Depuis deux semaines, j’ai The future of the book ouvert dans mon navigateur. Et je ne cesse de me dire, voici le futur, pas tant à cause du texte, que de la façon dont il nous est présenté par The Economist. C’est un essai à double sens, dont la forme illustre magistralement le propos.
Nous avons le choix entre trois modes de lecture : audio, livre et rouleau. Jamais selon moi personne n’a aussi magnifiquement illustré la séparation entre forme et données. Et c’est cela le futur : une adaptation du contenu aux préférences de chacun. Une forme à la carte. Bientôt nous n’aurons pas trois choix, mais dix et sans doute davantage.
Longtemps on a confondu l’objet livre et le texte, c’est bel et bien terminé. Et avec toute l’industrie spécifique du livre. Demain les éditeurs éditeront des textes polymorphes comme nous le laisse deviner The Economist. Le livre ne sera plus qu’une possibilité parmi d’autres.
Pour ma part, sur un ordinateur, j’ai un faible pour le mode rouleau, celui auquel nous a habitués la page d’accueil des premiers blogs. Sur une tablette, je préfère le mode livre. En footing, c’est l’audio.

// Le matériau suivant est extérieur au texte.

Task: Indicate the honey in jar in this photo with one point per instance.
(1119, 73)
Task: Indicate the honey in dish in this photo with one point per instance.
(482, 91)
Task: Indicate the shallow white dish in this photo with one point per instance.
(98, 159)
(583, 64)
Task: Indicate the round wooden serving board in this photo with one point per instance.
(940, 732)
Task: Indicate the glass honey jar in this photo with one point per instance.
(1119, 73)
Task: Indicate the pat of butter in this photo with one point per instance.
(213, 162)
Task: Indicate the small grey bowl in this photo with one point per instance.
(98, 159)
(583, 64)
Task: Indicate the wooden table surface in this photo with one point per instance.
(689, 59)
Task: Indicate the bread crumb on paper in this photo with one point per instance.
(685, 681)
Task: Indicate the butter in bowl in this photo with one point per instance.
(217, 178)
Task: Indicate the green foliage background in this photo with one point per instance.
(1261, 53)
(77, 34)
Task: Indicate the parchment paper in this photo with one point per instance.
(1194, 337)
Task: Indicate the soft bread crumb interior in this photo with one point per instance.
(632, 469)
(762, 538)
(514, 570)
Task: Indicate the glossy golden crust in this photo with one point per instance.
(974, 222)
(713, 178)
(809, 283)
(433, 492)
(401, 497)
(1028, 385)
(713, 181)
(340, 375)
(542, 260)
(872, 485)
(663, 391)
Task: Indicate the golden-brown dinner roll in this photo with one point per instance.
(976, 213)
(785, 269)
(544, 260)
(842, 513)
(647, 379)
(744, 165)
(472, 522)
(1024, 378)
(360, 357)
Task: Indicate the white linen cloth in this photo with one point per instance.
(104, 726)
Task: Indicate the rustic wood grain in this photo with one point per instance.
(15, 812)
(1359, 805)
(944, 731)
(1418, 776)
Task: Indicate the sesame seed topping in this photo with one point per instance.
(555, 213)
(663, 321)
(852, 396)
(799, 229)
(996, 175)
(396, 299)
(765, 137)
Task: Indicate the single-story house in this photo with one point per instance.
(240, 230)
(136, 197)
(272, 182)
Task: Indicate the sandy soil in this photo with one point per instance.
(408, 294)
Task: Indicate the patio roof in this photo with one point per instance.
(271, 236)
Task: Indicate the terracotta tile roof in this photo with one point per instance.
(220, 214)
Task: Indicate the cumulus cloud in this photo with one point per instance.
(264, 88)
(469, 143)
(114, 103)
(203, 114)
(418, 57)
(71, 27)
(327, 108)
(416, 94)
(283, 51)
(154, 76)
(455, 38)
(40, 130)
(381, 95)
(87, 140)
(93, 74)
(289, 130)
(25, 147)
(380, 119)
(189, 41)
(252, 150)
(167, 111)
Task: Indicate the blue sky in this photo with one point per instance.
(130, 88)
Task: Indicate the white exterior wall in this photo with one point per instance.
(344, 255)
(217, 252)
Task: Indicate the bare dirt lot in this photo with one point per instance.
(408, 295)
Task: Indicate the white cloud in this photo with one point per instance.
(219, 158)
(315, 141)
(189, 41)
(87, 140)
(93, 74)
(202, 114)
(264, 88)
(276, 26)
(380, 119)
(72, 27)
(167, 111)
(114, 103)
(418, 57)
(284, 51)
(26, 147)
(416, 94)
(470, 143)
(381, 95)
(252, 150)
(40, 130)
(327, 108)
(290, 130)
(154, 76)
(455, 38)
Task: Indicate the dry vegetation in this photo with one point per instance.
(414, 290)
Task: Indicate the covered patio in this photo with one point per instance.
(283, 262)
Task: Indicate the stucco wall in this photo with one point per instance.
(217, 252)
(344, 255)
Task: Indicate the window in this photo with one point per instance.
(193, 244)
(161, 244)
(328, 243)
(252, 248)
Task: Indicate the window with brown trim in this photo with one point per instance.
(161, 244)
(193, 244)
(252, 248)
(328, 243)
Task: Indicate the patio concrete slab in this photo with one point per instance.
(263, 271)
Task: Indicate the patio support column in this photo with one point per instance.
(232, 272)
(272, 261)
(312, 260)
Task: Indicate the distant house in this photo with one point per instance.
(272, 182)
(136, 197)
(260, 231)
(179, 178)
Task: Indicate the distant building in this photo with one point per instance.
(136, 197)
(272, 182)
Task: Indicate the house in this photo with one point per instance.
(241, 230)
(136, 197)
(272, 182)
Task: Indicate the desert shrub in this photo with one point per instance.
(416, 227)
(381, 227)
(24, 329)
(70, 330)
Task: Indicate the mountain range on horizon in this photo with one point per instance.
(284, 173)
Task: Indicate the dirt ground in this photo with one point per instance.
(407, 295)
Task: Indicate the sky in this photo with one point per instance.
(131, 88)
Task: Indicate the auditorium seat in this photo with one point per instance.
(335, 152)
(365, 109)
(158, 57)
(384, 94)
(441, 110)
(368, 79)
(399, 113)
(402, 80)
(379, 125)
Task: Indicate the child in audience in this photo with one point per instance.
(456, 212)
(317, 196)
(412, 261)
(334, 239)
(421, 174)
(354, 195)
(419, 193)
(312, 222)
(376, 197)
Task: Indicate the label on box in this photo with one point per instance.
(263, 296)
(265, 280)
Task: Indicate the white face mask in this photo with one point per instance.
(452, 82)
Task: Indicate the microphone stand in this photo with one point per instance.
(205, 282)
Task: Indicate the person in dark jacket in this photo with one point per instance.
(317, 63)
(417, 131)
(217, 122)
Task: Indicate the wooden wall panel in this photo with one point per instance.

J’ai tourné et retourné ces idées, je suis sans cesse revenu sur la page de The Economist, comme si elle avait quelque chose à me dire et comme si j’étais encore incapable de comprendre.
Comment appliquer cette pluralité de formes sur mon blog ? Mes textes sont stockés dans une base de données. Techniquement rien ne m’empêche d’alterner entre le mode rouleau et le mode livre, sinon la nécessité de dénicher une app de lecture aussi souple que celle de The Economist.
Mais quel intérêt pour un billet ? Depuis des années, on les déroule sur quelques écrans, et ça marche plutôt bien. J’en suis resté là jusqu’à ce qu’une évidence s’impose. La plupart de mes billets s’inscrivent dans des séries : Vagabondages, Revenu de base, Édition, NetCulture… Il faudrait donc que ces séries s’enchaînent comme dans un rouleau ou comme dans un livre, exactement comme les chapitres dans l’essai de The Economist. Les commentaires, les tags, toutes les meta-informations doivent être écartées pour fluidifier le passage d’un billet à l’autre, pour rétablir leur flux. Le lecteur ne doit s’arrêter que quand tout est déroulé ou que quand il est fatigué.
La fin d’un billet est arbitraire. Imaginez La Recherche découpée en jours de travail pour Proust. Ça serait autre chose et on ne percevrait sans doute pas l’ensemble comme une œuvre. Et si Proust avait publié de la sorte, il n’aurait sans doute pas sans cesse modifié l’ensemble.
Le blog a été pensé comme un journal, comme une chronologie, sur laquelle on ne revient pas. Depuis longtemps, nous avons dépassé ce mode d’écriture, sans changer ni l’interface ni le logiciel. Nous recourons à des artifices comme des sommaires pour créer un semblant de continuité. C’est du bricolage, désagréable pour le lecteur, surtout pour le nouveau venu qui n’a aucune raison de penser qu’il se tient sur la partie émergée de l’iceberg.
Pour nous rattraper, nous sommes souvent contraints de créer des livres ou des ebooks, une façon de donner forme à notre continuité. Ainsi nous sortons du blog, parce que le blog tel qu’il a été pensé ne convient pas à une pratique littéraire autre que fragmentaire.
Problème identifié. Solution esquissée par The Economist. Il reste à penser le template capable de restituer le flux. Nous n’avons rien à toucher dans nos bases de données, sinon peut-être stocker des signets pour qu’un lecteur revienne là où il s’est arrêté. Ce n’est pas un travail gigantesque, il va falloir que quelqu’un s’y colle. Ça me paraît maintenant urgent et indispensable.
Alors les éditeurs qui disent que l’autoédition n’existe pas découvriront que les œuvres majeures d’aujourd’hui sont toutes autopubliées sur le Web, qu’elles rassemblent bien plus de lecteurs que les œuvres enfermées dans les livres, simplement elles sont encore invisibles, car découpées en billets plutôt qu’être transformées en flux. Une fois cette évolution traversée, nous autres auteurs nous mettrons également à travailler l’ensemble du flux. Nous le ferons avancer, tout en revenant en arrière. Cela parce que les lecteurs seront enfin capables de voir ce qui aujourd’hui reste enterré dans le passé, hors d’atteinte de toute navigation.
Je crois comprendre que si j’écris encore hors du Web, c’est parce qu’il me manque le logiciel de publication adapté. Et que celui qui existe me pousse à une forme qui ne me convient pas toujours.